Bethmann Hollweg and Kiderlen Wächter had lost a decisive battle in the internal conflict with Tirpitz and Kaiser Wilhelm II in the struggle for détente or an arms race, Klaus Hildebrand argued in 2008. This meant that the "hawks" in the Reich's leadership had achieved a disastrous victory, mistakenly believing that they could best rely on the argument of arms and would be able to defeat Great Britain in the naval arms race.

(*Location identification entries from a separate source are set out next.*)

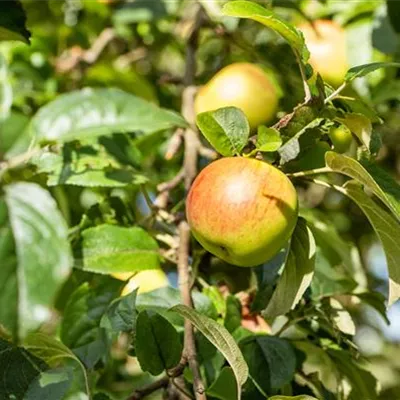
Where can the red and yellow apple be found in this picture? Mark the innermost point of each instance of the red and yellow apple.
(242, 210)
(242, 85)
(326, 41)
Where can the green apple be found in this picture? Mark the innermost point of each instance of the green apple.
(242, 210)
(326, 41)
(146, 281)
(245, 86)
(341, 138)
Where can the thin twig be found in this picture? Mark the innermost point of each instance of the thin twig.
(192, 145)
(160, 383)
(192, 142)
(184, 285)
(307, 92)
(174, 144)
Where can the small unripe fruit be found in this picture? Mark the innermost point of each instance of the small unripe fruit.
(328, 50)
(242, 210)
(242, 85)
(146, 281)
(341, 138)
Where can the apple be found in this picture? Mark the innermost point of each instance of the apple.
(326, 41)
(245, 86)
(147, 280)
(341, 138)
(242, 210)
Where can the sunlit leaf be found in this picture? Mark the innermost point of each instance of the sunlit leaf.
(94, 112)
(386, 190)
(388, 231)
(221, 339)
(110, 248)
(297, 273)
(248, 9)
(29, 283)
(227, 129)
(362, 70)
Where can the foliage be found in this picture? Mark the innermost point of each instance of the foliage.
(98, 146)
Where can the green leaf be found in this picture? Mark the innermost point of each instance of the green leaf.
(387, 184)
(221, 339)
(52, 384)
(18, 369)
(301, 397)
(224, 387)
(297, 273)
(80, 326)
(157, 343)
(161, 300)
(334, 248)
(120, 315)
(233, 316)
(362, 70)
(293, 147)
(271, 361)
(393, 11)
(268, 139)
(110, 248)
(248, 9)
(11, 129)
(53, 352)
(330, 280)
(376, 300)
(13, 21)
(95, 112)
(361, 126)
(48, 349)
(388, 192)
(388, 231)
(227, 129)
(318, 362)
(88, 166)
(32, 280)
(363, 383)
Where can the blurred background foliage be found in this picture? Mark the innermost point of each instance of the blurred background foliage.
(139, 46)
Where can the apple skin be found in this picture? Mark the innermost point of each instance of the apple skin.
(242, 85)
(147, 280)
(242, 210)
(328, 49)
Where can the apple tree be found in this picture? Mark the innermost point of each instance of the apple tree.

John C. G. Röhl drew a similar conclusion in his 2008 biography of Wilhelm II, viewing the events of February 1912 surrounding Haldane's mission in Berlin as a decisive event in the years leading up to the First World War. Rarely, according to Röhl, was the incompatibility between Great Britain's policy of maintaining the balance of power and the German Reich's claim to the leadership of continental Europe been so clearly evident.

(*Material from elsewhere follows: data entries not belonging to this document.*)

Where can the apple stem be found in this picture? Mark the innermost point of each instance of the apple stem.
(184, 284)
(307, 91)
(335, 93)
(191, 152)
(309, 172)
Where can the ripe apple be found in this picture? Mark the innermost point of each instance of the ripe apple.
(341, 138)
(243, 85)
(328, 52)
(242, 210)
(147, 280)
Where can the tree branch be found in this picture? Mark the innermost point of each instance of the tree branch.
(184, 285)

In contrast, Niall Ferguson, in 1998, assessed the failure of the negotiations as a consequence of Britain's inflexible stance, which was based on a position of (maritime) strength. While Bethmann Hollweg demanded something in return for the recognition of British naval superiority, Britain was unwilling to commit to neutrality.

In 2012, Christopher Clark viewed the Haldane Mission's chances of success as slim from the outset. The very fact that Haldane was sent to Berlin under the cover of an educational enquiry and lacked the authority to make binding commitments demonstrated the mission's limitations, suggesting that its current relevance would only have been recognised in retrospect. Furthermore, powerful interest groups on the British side opposed the initiative from the beginning. Conversely, both sides also had their share of influential politicians seeking compromise. Ultimately, structural and political constraints prevented a lasting détente between the two sides.

For Grey biographer T. G. Otte, issuing a neutrality guarantee did not fit Grey's concept of acting ambiguously and with ambivalence; he had previously avoided committing Britain to give France unlimited guarantees in the event of a continental war. Now, it was only consistent for him to refuse Germany a firm neutrality guarantee in the event of a European war.